Parquet: Fixes get null values for the nested field partition column #4627

ConeyLiu · 2022-04-25T04:42:32Z

We use ConstantReader for the partition column, and the ConstantReader field column is NullReader.NULL_COLUMN. When the ConstantReader or it's parent(when the parent has the only the constant children) wrapped into OptionReader, the OptionReader will always return null values because the following code:

@Override
public T read(T reuse) {
  if (column.currentDefinitionLevel() > definitionLevel) {  // the `ConstantReader.currentDefinitionLevel` is always 0
    return reader.read(reuse);
  }

  for (TripleIterator<?> child : children) {
    child.nextNull();
  }

  return null;
}

Closes #4626

ConeyLiu · 2022-04-25T04:43:38Z

flink/v1.14/flink/src/test/java/org/apache/iceberg/flink/source/TestFlinkInputFormat.java

@@ -126,6 +131,48 @@ public void testBasicProjection() throws IOException {
    TestHelpers.assertRows(result, expected);
  }

+  @Test
+  public void testReadPartitionColumn() throws Exception {
+    Assume.assumeTrue("Temporary skip ORC", FileFormat.ORC != fileFormat);


Temporary skip ORC test because #4599 is working on fixing it.

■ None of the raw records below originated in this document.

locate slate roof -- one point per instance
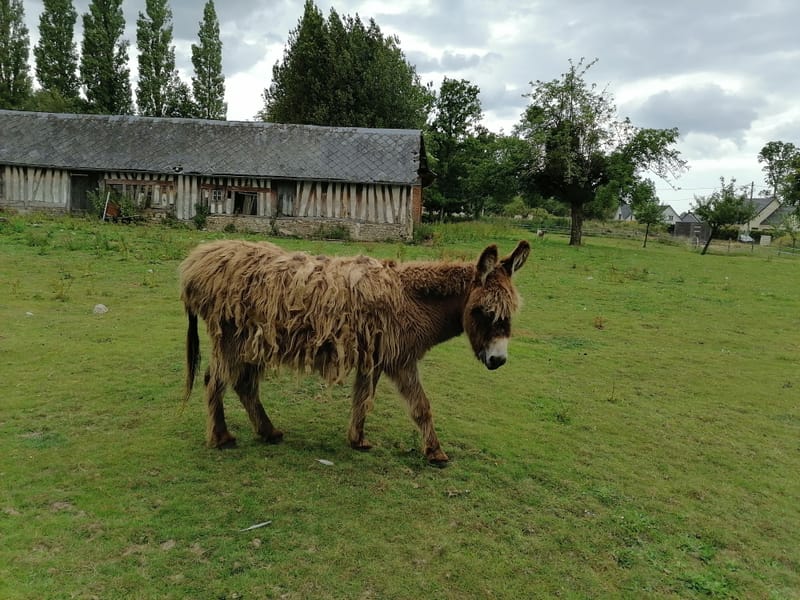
(211, 148)
(778, 215)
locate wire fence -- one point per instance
(716, 246)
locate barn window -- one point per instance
(286, 192)
(245, 203)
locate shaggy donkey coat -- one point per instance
(265, 307)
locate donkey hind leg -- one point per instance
(247, 389)
(363, 394)
(217, 434)
(407, 381)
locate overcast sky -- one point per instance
(725, 72)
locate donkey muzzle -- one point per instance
(495, 354)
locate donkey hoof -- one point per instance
(221, 442)
(273, 437)
(436, 457)
(361, 446)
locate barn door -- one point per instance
(80, 186)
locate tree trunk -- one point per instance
(576, 229)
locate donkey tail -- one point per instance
(192, 355)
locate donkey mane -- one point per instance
(265, 307)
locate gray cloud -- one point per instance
(708, 109)
(746, 50)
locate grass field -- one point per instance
(642, 441)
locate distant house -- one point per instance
(767, 210)
(624, 213)
(669, 215)
(689, 226)
(295, 179)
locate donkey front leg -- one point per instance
(217, 434)
(363, 395)
(247, 388)
(407, 381)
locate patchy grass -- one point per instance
(641, 442)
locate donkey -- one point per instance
(265, 307)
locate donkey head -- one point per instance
(491, 302)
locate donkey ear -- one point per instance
(487, 262)
(514, 261)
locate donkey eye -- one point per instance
(481, 314)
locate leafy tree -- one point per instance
(789, 188)
(342, 72)
(157, 74)
(450, 139)
(56, 52)
(577, 146)
(15, 80)
(726, 206)
(491, 179)
(104, 59)
(790, 227)
(646, 207)
(778, 158)
(208, 83)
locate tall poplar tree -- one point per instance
(15, 79)
(208, 83)
(104, 59)
(57, 53)
(157, 75)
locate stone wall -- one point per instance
(312, 227)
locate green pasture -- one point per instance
(643, 440)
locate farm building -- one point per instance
(293, 179)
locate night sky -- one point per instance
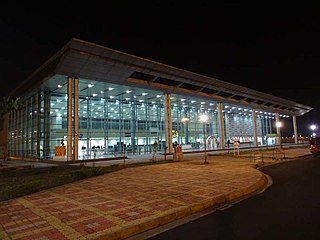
(274, 48)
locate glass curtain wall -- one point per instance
(117, 120)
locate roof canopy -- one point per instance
(83, 59)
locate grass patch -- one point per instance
(17, 183)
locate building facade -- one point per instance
(90, 101)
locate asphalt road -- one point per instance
(288, 209)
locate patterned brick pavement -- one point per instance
(120, 204)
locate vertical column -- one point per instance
(105, 126)
(133, 126)
(278, 139)
(255, 132)
(76, 118)
(221, 125)
(168, 122)
(38, 126)
(47, 106)
(69, 120)
(295, 129)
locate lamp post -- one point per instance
(313, 127)
(278, 125)
(204, 119)
(185, 133)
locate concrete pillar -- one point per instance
(278, 138)
(47, 124)
(221, 125)
(255, 132)
(295, 129)
(69, 120)
(168, 124)
(76, 118)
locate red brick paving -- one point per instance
(123, 203)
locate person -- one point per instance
(236, 146)
(228, 144)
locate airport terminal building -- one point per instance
(90, 101)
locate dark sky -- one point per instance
(270, 47)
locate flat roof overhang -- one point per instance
(83, 59)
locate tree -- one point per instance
(7, 104)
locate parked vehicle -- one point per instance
(315, 146)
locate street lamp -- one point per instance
(204, 119)
(313, 127)
(278, 125)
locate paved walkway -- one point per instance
(130, 201)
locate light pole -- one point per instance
(204, 119)
(185, 133)
(313, 127)
(278, 125)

ConeyLiu · 2022-04-25T04:44:04Z

spark/v3.2/spark/src/test/java/org/apache/iceberg/spark/source/TestPartitionValues.java

+
+  @Test
+  public void testReadPartitionColumn() throws Exception {
+    Assume.assumeTrue("Temporary skip ORC", !"orc".equals(format));


Same as here too, temporary skip ORC test because #4599 is working on fixing it.

flink/v1.14/flink/src/main/java/org/apache/iceberg/flink/data/FlinkParquetReaders.java

spark/v3.2/spark/src/test/java/org/apache/iceberg/spark/source/StructRecord.java

spark/v3.2/spark/src/test/java/org/apache/iceberg/spark/source/InnerRecord.java

flink/v1.14/flink/src/main/java/org/apache/iceberg/flink/data/FlinkParquetReaders.java

ConeyLiu · 2022-04-29T10:39:41Z

Thanks, @kbendick for the detailed code reviewing. Comments have been addressed. Please take another look when you are free.

kbendick

Hey @ConeyLiu! Thanks for the PR. Sorry for the delay in reviewing it, this seems important.

I tested this locally and you are absolutely correct, this is an issue.

Could you rebase this off of latest master @ConeyLiu? There have been changes in TestFlinkInputFormat class it seems (and we're on 1.15 now, technically, but that's not too urgent).

cc @rdblue

kbendick · 2022-05-13T16:34:47Z

flink/v1.14/flink/src/main/java/org/apache/iceberg/flink/data/FlinkParquetReaders.java

@@ -112,11 +116,14 @@ public ParquetValueReader<RowData> struct(Types.StructType expected, GroupType s
      List<ParquetValueReader<?>> reorderedFields = Lists.newArrayListWithExpectedSize(
          expectedFields.size());
      List<Type> types = Lists.newArrayListWithExpectedSize(expectedFields.size());
+      // Inferring MaxDefinitionLevel from parent field
+      int inferredMaxDefinitionLevel = type.getMaxDefinitionLevel(currentPath());


Nit: Now that we're putting the field depth into the map maxDefinitionLevelsById, and we have the same check for idToConstant.containsKey(id), do we need to have this fallback?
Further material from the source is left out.